La Carigliano castiga al pintor devolviendo el retrato de Augustine, pero él sospecha que se lo ha regalado al petimetre que lo sustituye, lo que le hace montar en cólera y destrozar el corazón de su mujer. Balzac ya ha contado lo que quería. Stendhal habría seguido, pero él factura un final precipitado con el hundimiento y muerte de la pobre Augustine. La novela queda, así, en una escena, en el resumen de una trama que habría dado mucho de sí, pero también en la esencia de lo que habría que recordar. Porque, a fin de cuentas, no es lo mismo disfrutar de una novela que recordarla. Gozamos de un mundo, pero recordamos una escena; admiramos una trama, pero se nos queda una imagen, un retrato, una voz.

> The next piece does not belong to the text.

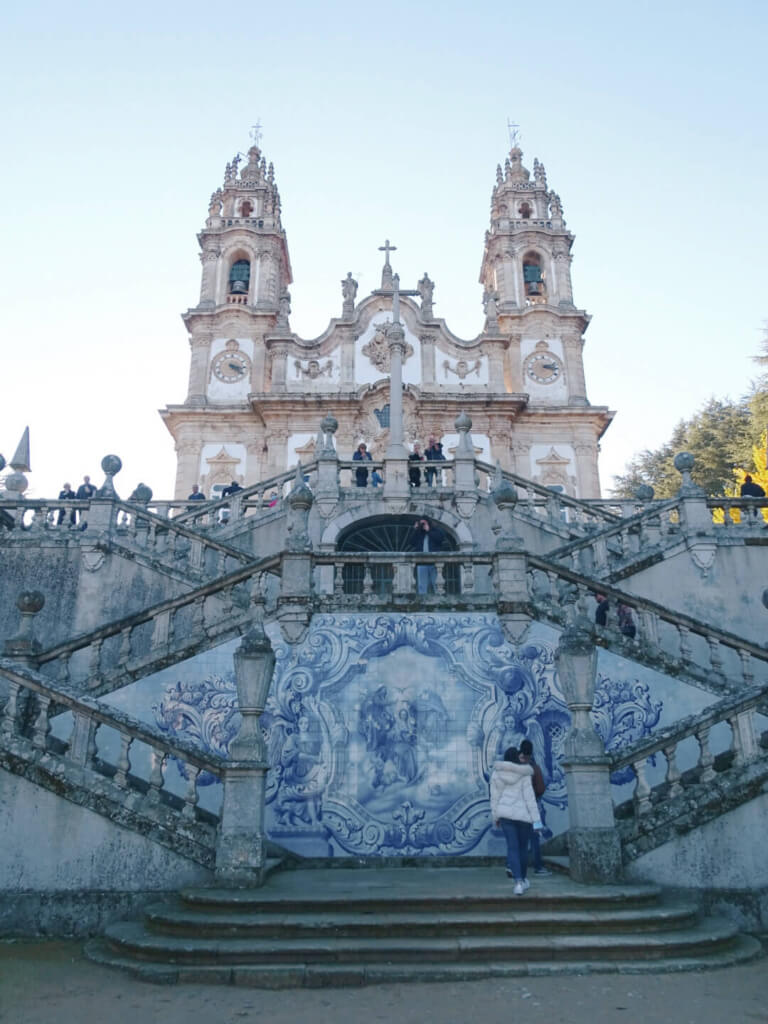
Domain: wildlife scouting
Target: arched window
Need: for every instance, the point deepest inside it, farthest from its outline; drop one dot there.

Es como si Balzac supiera qué es lo que va a quedar de su novela, la mujer que se rebaja para reconquistar a su marido adúltero, un tema que luego ha dado y sigue dando mucho de sí. En términos pictóricos, La casa de «El Gato juguetón» es un cuadro a medio hacer del que solo emerge una figura (dos) y lo demás queda difuminado, resuelto en pinceladas rápidas, apenas esbozado y rematado en cuatro trazos. ¿Y no es moderna esa forma de pintar? Particularmente me cansan esas novelas que se empeñan en mantener hasta el final las mismas proporciones, el mismo ritmo y la misma densidad. El caso de Balzac es justo el contrario: el planteamiento (el pintor observando desde fuera la casa del pañero) es moroso y pacientemente hilado; la escena cumbre, de perfectas hechuras; el final, un apaño cosido de cualquier manera. Lo bueno es que se nota que, al escribirla, el autor ha empezado con esmero y parsimonia, que se ha lanzado al encontrar la entraña de su personaje, y que luego ha tenido prisa en terminar, y eso confiere a la novela un carácter más vivo y orgánico que si todas las piezas hubieran merecido el mismo empeño, la misma dedicación y el mismo espacio. Es en esa imperfección donde la novela consigue la vitalidad. Acabar de cualquier manera es lo que hacemos cuando hemos entregado todo lo que queríamos dar. 


Honoré de Balzac, 'La casa de «El Gato juguetón»', La Comedia humana, I, traducción de Aurelio Garzón del Camino, Hermida editores, 2015, pp. 33-105.